Qu’on ne s’y trompe pas : la substitution des lignes ferroviaires par des lignes routières d’autocars correspond à une réduction de la sécurité, une rupture de l’effet réseau avec un accès plus difficile et aléatoire aux grandes lignes en correspondance, une augmentation presque générale des temps de parcours si l’on veut desservir les bourgs intermédiaires et une hausse de l’irrégularité. Sans parler de la dégradation et de l’accueil aux stations, un bord de route la nuit sous la pluie étant notoirement moins sécurisant qu’une salle d’attente chauffée dans une petite gare. L’autocar est pertinent dans les cas de flux diffus et en rabattement sur des lignes ferroviaires par définition plus capacitaires.
Nouvelle rafale de fermetures de lignes locales
Ces trois dernières années, le régime socialiste a entériné la fermeture de lignes dans le Massif central, condamnant le maillage de ce territoire difficile d’accès : Saint-Etienne – Clermont par la voie la plus courte, Clermont – Brive/Le Mont Dore, Alès – Bessèges ; dans l’Est, Reims – Verdun ; en Bourgogne, Avallon-Autun… Il a ainsi repris une politique de liquidation du réseau ferré régional qui semblait s’être calmée depuis les Grenelle de l’Environnement et la régionalisation des TER.
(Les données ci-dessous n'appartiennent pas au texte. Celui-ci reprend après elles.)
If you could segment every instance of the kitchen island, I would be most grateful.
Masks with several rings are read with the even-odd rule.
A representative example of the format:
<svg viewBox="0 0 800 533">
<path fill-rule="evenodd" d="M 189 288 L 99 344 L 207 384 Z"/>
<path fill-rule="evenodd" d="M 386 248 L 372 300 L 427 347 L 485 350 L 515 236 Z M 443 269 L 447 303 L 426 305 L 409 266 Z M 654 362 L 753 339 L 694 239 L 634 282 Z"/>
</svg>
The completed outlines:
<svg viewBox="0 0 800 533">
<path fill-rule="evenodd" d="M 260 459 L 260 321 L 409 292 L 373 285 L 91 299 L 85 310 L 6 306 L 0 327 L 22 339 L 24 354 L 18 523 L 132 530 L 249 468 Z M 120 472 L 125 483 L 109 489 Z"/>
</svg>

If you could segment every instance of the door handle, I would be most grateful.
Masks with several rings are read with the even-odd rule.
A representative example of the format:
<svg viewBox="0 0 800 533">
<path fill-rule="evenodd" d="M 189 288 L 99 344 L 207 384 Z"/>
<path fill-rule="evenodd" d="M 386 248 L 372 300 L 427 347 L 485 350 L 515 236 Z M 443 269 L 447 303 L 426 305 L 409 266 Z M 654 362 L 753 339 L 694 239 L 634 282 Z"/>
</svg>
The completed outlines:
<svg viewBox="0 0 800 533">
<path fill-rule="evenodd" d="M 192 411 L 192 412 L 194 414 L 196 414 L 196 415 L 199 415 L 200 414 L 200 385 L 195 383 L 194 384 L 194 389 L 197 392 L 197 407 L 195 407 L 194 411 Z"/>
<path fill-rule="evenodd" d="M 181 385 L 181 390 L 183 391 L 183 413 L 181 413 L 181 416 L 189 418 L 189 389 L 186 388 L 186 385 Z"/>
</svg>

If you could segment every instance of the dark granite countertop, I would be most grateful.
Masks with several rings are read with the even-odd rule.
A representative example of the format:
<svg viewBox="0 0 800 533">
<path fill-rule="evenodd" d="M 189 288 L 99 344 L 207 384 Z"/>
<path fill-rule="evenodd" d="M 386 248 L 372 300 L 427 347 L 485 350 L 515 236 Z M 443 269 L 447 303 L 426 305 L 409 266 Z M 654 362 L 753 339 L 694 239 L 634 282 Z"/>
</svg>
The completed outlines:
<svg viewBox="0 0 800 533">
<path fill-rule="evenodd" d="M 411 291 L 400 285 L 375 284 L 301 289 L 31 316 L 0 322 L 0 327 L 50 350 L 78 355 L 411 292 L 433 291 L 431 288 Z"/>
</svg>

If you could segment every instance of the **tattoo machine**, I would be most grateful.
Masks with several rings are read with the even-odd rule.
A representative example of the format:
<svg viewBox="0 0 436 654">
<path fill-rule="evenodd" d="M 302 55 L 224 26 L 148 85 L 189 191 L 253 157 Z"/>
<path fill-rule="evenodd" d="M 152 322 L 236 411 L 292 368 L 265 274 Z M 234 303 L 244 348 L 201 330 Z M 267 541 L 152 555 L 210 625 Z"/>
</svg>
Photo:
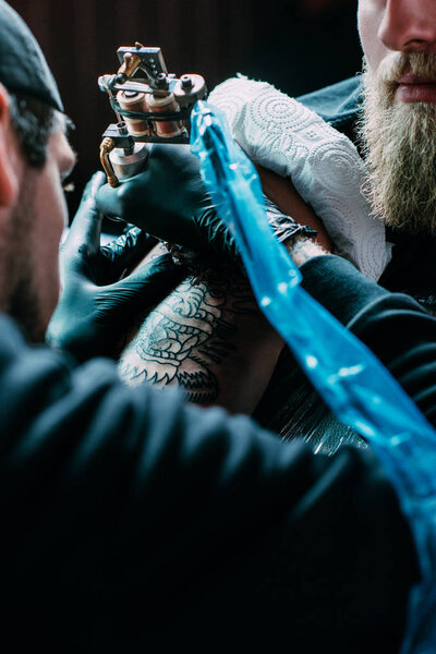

Parallèlement, le régime a cédé aux syndicats des cheminots SNCF en ajournant une réforme potentielle de leur statut exorbitant du droit commun lors des grèves de 2016 tout en relançant une politique d’investissement autoroutier comme jamais vu depuis une décennie, tandis que le réseau ferré français est globalement l’un des plus décrépits d’Europe et qu’aucun autre pays du continent n’en a sacrifié une telle proportion.
Trois petites lignes, une SNCF, deux sous-traitées : les chiffres
L’étude du Cerema (Centre d’études et d’expertise sur les risques, l’environnement, la mobilité et l’aménagement), un établissement public administratif basé à Bron, démontre une nouvelle fois que l’organisation du travail, les statuts professionnels et l’opacité financière de la SNCF constituent un élément déterminant dans l’exclusion de pans entiers du territoire du réseau ferroviaire national, outil de la cohésion sociale et économique. Elle est signée par Alexis Vernier et Bruno Meignien.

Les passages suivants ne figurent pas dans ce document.